Proposition 1 (Policy and model error bound).

Suppose we apply the idealized BREMEN on a dataset $\mathcal{D}$ , and define $\epsilon_{\beta},\epsilon_{\phi}$ in terms of the behavior cloning and dynamics model losses as,

	$\displaystyle\epsilon_{\beta}$	$\displaystyle:=\sup_{s}\mathbb{E}_{a\sim\mathcal{D}(-\|s)}[\left\\|a_{t}-\hat{\pi}_{\beta}\left(s_{t}\right)\right\\|_{2}^{2}/2]-\mathcal{H}(\pi_{b}(-\|s))$
	$\displaystyle\epsilon_{\phi}$	$\displaystyle:=\sup_{s,a}\mathbb{E}_{s^{\prime}\sim\mathcal{D}(-\|s,a)}\left[\\|s^{\prime}-\hat{f}_{\phi}(s,a)\\|_{2}^{2}/2\right]-\mathcal{H}(p(-\|s,a)),$

where $\mathcal{H}$ denotes the Shannon entropy.
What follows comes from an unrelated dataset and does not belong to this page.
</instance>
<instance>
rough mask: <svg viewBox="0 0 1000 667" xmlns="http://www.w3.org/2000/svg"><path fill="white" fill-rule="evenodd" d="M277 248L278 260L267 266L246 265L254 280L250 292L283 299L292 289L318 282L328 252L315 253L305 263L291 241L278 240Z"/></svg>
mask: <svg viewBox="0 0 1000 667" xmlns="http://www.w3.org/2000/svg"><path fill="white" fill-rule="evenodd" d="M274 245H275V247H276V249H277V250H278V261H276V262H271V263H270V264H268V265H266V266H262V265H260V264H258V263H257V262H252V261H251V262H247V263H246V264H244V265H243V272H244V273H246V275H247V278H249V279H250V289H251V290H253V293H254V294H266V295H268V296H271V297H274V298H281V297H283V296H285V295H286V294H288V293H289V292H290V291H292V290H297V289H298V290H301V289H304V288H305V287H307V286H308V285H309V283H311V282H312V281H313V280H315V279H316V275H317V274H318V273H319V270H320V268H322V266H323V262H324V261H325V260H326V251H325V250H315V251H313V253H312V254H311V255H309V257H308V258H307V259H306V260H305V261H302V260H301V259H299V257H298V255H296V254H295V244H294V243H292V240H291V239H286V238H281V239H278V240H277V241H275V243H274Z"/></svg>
If one then applies $T$ KL-based trust-region steps of step size $\delta$ (equation 4) using stochastic dynamics models with mean $\hat{f}_{\phi}$ and standard deviation 1, then

\epsilon_{\pi}\leq\sqrt{\frac{1}{2}\epsilon_{\beta}+\frac{1}{4}\log 2\pi}+T\sqrt{\frac{1}{2}\delta}~{};~{}~{}~{}\epsilon_{m}\leq\sqrt{\frac{1}{2}\epsilon_{\phi}+\frac{1}{4}\log 2\pi}.

Proof.

See Appendix A. ∎

5 Experiments

We evaluate BREMEN in both deployment-efficient settings, where the algorithm must learn a policy from scratch via a limited number of deployments, and offline RL, where the algorithm is given only a single static dataset. We use four standard continuous control benchmarks for offline RL [30, 61], namely, Ant, HalfCheetah, Hopper, and Walker2d on the MuJoCo physics simulator [59]. See Appendix B and C for further details and results.

5.1 Evaluating Deployment Efficiency

We compare BREMEN to ME-TRPO, SAC, BCQ, and BRAC applied to limited deployment settings. To adapt offline methods (BCQ, BRAC) to this setting, we simply apply them in a recursive fashion;²²2Recursive BCQ and BRAC also do behavioral cloning-based policy initialization after each deployment. at each deployment iteration, we collect a batch of data with the most recent policy and then run the offline update with this dataset. As for SAC, we simply change the replay buffer to update only at specific deployment intervals. For the sake of comparison, we align the number of deployments and the amount of data collection at each deployment (either 100,000 or 200,000) for all methods.

Figure 2 shows the results with 200,000 (top) and 100,000 (bottom) batched transitions per deployment. Regardless of the environments and the batch size per update, BREMEN achieves remarkable performance while existing online and offline RL methods struggle to make any progress in the limited deployment settings. As a point of comparison, we also include results for online SAC and ME-TRPO without limits on the number of deployments but using the same number of transitions.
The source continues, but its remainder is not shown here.